Pilots show who dominates the Balkan skies

NATO hurled its airborne muscle into the skies over the southern Balkans yesterday to show that Western diplomacy aimed at resolving…

NATO hurled its airborne muscle into the skies over the southern Balkans yesterday to show that Western diplomacy aimed at resolving the Kosovo crisis was backed by military power.

"The mission went like clockwork," said Lieut-Gen Michael Short, the US commander of allied air forces in southern Europe, as the thunder of returning warplanes drowned out his voice in a cavernous hangar at Aviano Air Base in northern Italy.

"It was a superb demonstration of NATO air power."

The NATO Secretary-General, Mr Javier Solana, hailed the exercise by 85 aircraft assembled from 15 NATO bases as a success.

READ MORE

In a four-hour display of its ability to dominate the skies over the southern Balkans, NATO's armada carried full payloads as it soared over Albania and Macedonia, Kosovo's anxious neighbours.

Although two mission leaders were turned back by systems failures, they were replaced by designated substitutes.

"It seemed extremely quiet out there," said Lieut-Col Dennis "Fish" Prokopowicz, a US airforce fighter pilot veteran of 17 years.

"This shows we have great resolve and we are ready to do this, although we don't want to," he said, referring to NATO's threat to carry out air strikes if President Milosevic does not pull army and special police units out of the restive Serb province of Kosovo.

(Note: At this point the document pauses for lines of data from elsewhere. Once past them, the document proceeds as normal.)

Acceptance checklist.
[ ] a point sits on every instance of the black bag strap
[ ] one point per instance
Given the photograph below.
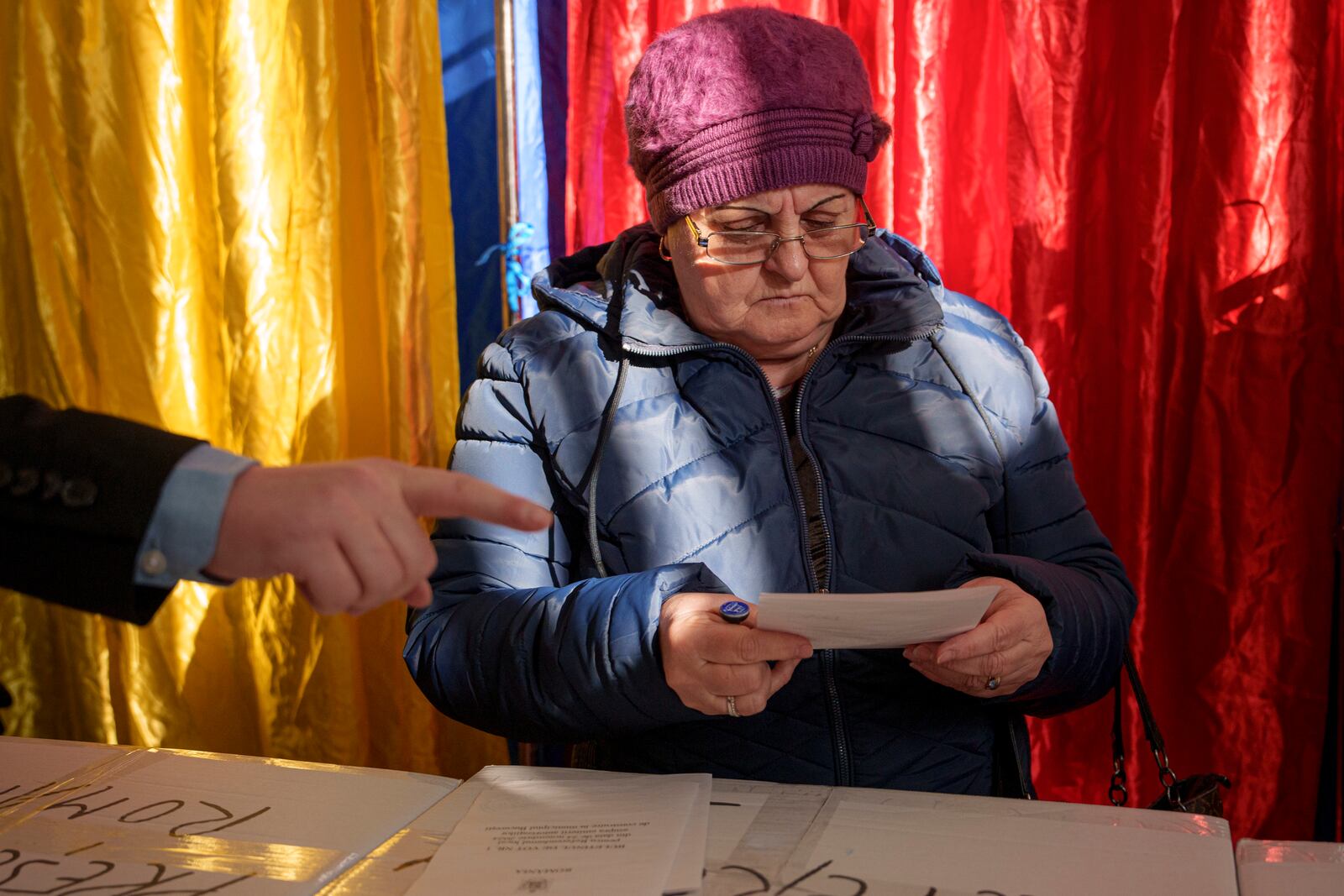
(1119, 779)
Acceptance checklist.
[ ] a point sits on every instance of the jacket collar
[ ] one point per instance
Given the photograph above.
(624, 289)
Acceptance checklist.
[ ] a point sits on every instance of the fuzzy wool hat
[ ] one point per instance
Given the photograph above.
(748, 100)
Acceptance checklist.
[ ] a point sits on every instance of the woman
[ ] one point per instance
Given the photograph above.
(757, 392)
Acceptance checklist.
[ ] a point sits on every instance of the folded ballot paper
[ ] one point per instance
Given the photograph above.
(568, 832)
(858, 621)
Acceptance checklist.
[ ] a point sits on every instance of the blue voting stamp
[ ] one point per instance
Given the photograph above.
(734, 610)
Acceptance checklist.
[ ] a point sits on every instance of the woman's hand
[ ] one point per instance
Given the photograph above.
(1011, 644)
(707, 660)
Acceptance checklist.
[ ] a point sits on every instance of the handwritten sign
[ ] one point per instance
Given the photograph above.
(927, 844)
(160, 821)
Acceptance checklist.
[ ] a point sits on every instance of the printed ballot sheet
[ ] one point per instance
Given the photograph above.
(577, 833)
(914, 844)
(689, 866)
(877, 621)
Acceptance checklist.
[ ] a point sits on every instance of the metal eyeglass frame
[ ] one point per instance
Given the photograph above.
(703, 239)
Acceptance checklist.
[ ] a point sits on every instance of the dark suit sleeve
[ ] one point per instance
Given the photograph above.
(77, 493)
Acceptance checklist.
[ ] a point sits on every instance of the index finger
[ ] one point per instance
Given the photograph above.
(438, 493)
(988, 637)
(736, 644)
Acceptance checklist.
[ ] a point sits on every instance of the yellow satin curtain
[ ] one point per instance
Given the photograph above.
(230, 219)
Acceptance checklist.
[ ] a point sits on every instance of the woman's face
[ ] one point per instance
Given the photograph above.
(781, 308)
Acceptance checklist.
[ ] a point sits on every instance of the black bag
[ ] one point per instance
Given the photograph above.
(1198, 794)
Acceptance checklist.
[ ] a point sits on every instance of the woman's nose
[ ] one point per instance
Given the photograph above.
(790, 261)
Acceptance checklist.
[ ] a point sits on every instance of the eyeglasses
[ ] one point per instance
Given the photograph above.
(756, 248)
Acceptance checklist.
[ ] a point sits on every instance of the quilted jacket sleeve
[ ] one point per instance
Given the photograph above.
(1047, 542)
(511, 644)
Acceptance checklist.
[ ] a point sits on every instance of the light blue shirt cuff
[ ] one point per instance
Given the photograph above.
(183, 532)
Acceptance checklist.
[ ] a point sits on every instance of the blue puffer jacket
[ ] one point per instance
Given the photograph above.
(665, 456)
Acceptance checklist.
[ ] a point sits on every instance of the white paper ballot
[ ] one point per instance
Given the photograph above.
(581, 837)
(1273, 867)
(877, 621)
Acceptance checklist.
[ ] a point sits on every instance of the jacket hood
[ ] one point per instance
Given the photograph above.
(627, 291)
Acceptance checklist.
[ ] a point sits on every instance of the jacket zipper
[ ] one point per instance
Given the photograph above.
(839, 732)
(835, 712)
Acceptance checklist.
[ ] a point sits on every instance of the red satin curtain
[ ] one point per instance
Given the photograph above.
(1152, 191)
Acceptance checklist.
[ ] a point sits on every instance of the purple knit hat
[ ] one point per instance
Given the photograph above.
(748, 100)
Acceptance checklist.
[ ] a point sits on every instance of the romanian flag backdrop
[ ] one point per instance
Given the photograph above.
(233, 219)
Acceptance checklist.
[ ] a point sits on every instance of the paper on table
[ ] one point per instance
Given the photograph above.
(689, 866)
(564, 836)
(201, 820)
(730, 817)
(859, 621)
(893, 842)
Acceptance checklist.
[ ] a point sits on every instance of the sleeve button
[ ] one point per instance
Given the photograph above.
(77, 493)
(154, 562)
(24, 483)
(51, 484)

Gen Short said NATO's 68 combat aircraft, backed by 17 support planes circling over the Adriatic Sea, "flew no closer than 15 miles" to the borders of Yugoslavia - well out of sight of anyone on the ground in Kosovo - and there was no jamming or counter-jamming of radar.

The sun was well up over the jagged peaks of the Dolomite mountains when the first pair of F16s, both Portuguese, roared off from the Aviano base to give operation "Determined Falcon" its teeth.

British and French Jaguar ground-attack planes, German Tornadoes and F-16s from Belgium, the Netherlands, Norway, Greece, Turkey and Denmark joined the airborne phalanx, sweeping down over the sea between Italy and the Balkans and on across the mountains of Albania and Macedonia.